Carters Lake Marina & Resort
The Carters Lake Marina & Resort is a charming place deep inside the mountains of Georgia that offers visitors cabins right on the lake’s rural and undeveloped shoreline.
The marina provides both covered and uncovered docks. You can also expect to find boat repair and maintenance services, a ship store, a restaurant, and a self-service pump outstation.
The marina is open every day during Summer – from April through September – however, you should call ahead if you’re planning a trip outside of this timeframe as working hours will vary.
Pictured is the Carters Lake Marina. There’s no private property along the shoreline making for a more tranquil experience.
Carters Lake Charters
Fish and Diversity
Boating and angling are the main attractions, and Carters Lake heavily leans into that. There are over half a dozen boat ramps you are free to choose from. Boat rentals, bait, fishing gear, and many other services are right at hand.
Not only that but the Georgia Department of Natural Resources fish-stocking program offers anglers plenty of diversity when it comes to species found in the lake.
The spotted bass is the dominant fish found in Carters Lake. You can typically expect a catch to be around 1 pound. However, the deep waters are also full of bigger, 3-4 pound spots waiting to be reeled in.
Stripers are a big draw to Carters Lake. Most are 5-10 pounds, but stripers can range anywhere from 1-30 pounds – making them the more impressive catch you can angle.
Angling for striped bass is better done in the cooler months, while the best spots to hit are near the Doll Mountain ramp and the biggest island in the Coosawatte River arm of the lake.
The hybrid bass also represents one of the trophy fish to be found at Carters Lake, reaching over 10 pounds. This fish is continuously restocked, but you may find their numbers to still remain small.
The largemouth bass isn’t a particularly large percentage of the lake’s black bass population. However, they can still be readily found. Largemouth can come in different sizes – most will be around a pound, but 7-8 pound fish can also be expected.

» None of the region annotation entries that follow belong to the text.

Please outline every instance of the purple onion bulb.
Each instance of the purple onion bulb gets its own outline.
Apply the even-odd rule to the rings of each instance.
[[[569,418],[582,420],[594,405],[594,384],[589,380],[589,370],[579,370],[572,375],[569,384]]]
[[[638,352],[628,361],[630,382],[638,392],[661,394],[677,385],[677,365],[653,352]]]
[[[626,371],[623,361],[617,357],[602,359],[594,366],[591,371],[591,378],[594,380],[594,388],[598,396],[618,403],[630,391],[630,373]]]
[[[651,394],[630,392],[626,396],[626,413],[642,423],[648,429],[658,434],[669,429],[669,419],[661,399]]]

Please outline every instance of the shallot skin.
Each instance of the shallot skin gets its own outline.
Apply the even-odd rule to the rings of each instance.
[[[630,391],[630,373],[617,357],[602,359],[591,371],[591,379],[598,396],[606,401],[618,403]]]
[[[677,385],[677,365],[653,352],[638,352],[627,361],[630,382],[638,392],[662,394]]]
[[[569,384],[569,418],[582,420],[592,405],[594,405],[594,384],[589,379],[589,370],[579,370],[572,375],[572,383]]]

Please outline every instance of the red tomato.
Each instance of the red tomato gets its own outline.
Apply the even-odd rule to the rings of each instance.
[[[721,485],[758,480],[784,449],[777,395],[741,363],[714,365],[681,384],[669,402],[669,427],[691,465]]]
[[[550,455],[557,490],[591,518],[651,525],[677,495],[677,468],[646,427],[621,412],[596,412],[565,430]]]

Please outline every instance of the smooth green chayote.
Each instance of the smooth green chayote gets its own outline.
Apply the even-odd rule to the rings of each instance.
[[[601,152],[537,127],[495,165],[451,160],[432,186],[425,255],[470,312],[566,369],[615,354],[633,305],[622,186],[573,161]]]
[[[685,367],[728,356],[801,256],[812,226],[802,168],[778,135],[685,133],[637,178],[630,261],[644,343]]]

At Carters Lake, the typical flathead catfish is 5-8 pounds. However, this type is outnumbered by the more common, 1.5-pound channel catfish and rear but present Bullhead Catfish
The walleye is yet another fish that relies on annual fingerling restockings to keep its numbers up. Older fish may be over 5 pounds, while more recent additions will be in the 1-2 pound range.
Crappie numbers aren’t too high and are usually less than a pound. Although you could also come across 1.5-pound fish.
There is an ample bream population in Carters Lake, but most individuals will be less than 6 inches in length.